What Is KV Cache? The Hidden Engine Behind Every AI Response

Achieving real-time inference at scale is now the central challenge of AI infrastructure. But the real bottleneck isn’t GPU compute. It’s something most teams haven’t even looked at yet: key-value (KV) cache. So what is this important concept?

KV cache is the working memory of AI inference. It makes it possible for the model to remember what it has processed before, eliminating the need to recalculate everything again from scratch. This allows it to build on past conversations to deliver faster answers and a more natural user experience.

But KV cache isn’t unlimited. As demands on it explode, the GPU memory where KV cache lives can’t keep up, creating a bottleneck that limits inference. Understanding how KV cache works is key to knowing how to extend it – and making your AI infrastructure inference-ready.

KV Cache, Explained Simply

KV caching is a technique used to speed up inference. As an LLM generates a response, the KV cache is where it can store and quickly retrieve computations. This allows the AI to remember what it has previously processed so that it doesn’t have to use additional time or compute to recalculate a response from scratch.

KV cache gets its name from the mathematical representations of memory: keys are the unique identifiers and values are the actual content. Because LLMs are autoregressive, meaning they calculate and predict each token in a sequence based on previous calculations, the immediate paths contained in the KV cache mean that the model can simply read what’s come before as it predicts the next token at each step and adds to the cache.

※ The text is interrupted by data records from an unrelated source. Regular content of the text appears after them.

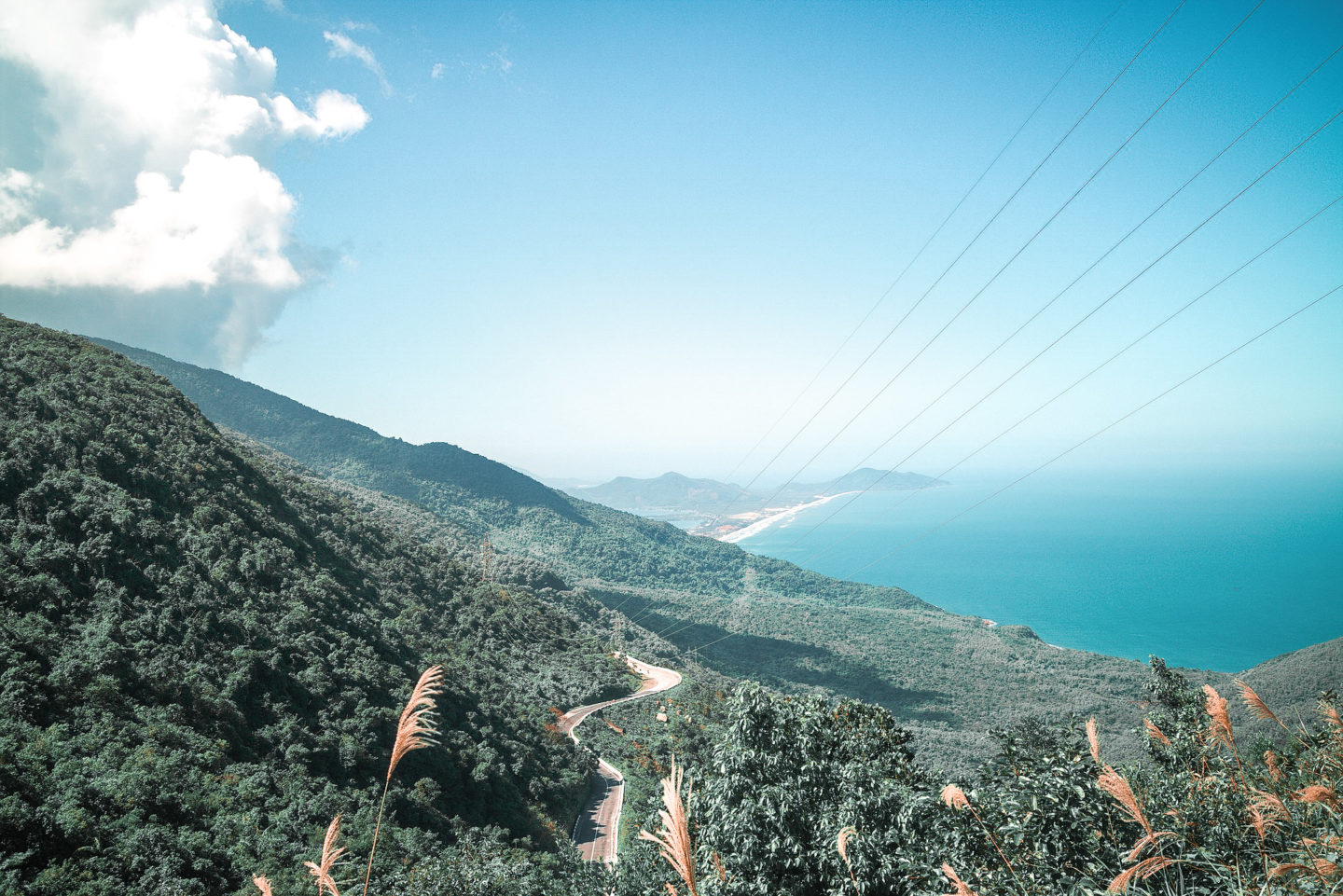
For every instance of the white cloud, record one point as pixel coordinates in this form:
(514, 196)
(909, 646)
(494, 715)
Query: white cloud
(335, 115)
(342, 48)
(501, 62)
(151, 180)
(226, 222)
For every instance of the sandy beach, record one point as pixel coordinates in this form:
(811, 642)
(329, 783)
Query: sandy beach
(769, 516)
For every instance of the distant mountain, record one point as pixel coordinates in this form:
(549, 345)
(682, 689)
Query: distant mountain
(203, 655)
(669, 492)
(946, 677)
(695, 503)
(867, 478)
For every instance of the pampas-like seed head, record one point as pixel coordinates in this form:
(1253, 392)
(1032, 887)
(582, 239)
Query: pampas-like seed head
(1316, 794)
(955, 797)
(1142, 871)
(674, 835)
(842, 841)
(330, 855)
(1253, 701)
(415, 728)
(1116, 786)
(1215, 709)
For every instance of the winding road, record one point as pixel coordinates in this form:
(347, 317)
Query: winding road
(599, 823)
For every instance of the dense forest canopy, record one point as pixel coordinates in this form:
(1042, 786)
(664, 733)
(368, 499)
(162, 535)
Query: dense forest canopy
(948, 679)
(203, 657)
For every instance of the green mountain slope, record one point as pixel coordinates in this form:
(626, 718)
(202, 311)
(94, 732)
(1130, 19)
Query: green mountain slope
(203, 657)
(947, 677)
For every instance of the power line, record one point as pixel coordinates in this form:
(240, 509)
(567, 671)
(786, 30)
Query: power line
(1107, 362)
(967, 247)
(1104, 429)
(1014, 256)
(928, 242)
(1046, 307)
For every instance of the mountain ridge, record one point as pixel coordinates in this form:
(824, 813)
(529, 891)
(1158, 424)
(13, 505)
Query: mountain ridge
(945, 676)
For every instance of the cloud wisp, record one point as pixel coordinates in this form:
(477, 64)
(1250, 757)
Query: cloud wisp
(152, 203)
(341, 46)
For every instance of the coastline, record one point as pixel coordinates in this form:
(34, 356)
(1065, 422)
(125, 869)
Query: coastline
(755, 527)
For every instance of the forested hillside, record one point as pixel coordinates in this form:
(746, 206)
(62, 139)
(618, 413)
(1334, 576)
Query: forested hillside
(203, 657)
(946, 677)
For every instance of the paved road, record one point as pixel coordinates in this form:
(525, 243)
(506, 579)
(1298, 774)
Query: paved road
(597, 828)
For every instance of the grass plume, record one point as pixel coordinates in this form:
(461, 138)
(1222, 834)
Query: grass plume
(321, 869)
(848, 834)
(673, 837)
(415, 730)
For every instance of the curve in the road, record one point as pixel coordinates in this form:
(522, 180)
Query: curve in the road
(597, 828)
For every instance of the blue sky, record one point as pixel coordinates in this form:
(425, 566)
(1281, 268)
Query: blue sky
(597, 240)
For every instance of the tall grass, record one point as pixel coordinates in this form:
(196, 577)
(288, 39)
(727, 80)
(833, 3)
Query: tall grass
(673, 837)
(415, 730)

For example, say you’ve asked the model to complete the sentence, “That’s one small step for…” After it predicts “man,” it can’t predict the next token without knowing the attention score (a measure of relationship and relevance) between every previous token. Without KV cache, this requires redundant recomputations, a process that can make the responses feel impossibly slow. 

  1. That’s one small step for…
  2. That’s one small step for man…
  3. That’s one small step for man, one…
  4. That’s one small step for man, one giant…
  5. That’s one small step for man, one giant leap…

This illustrates why KV cache is essential: without it, every new token requires recalculating every previous relationship in the sequence.

However, with KV cache, the LLM can quickly pull these attention scores from the memory as it predicts the next token.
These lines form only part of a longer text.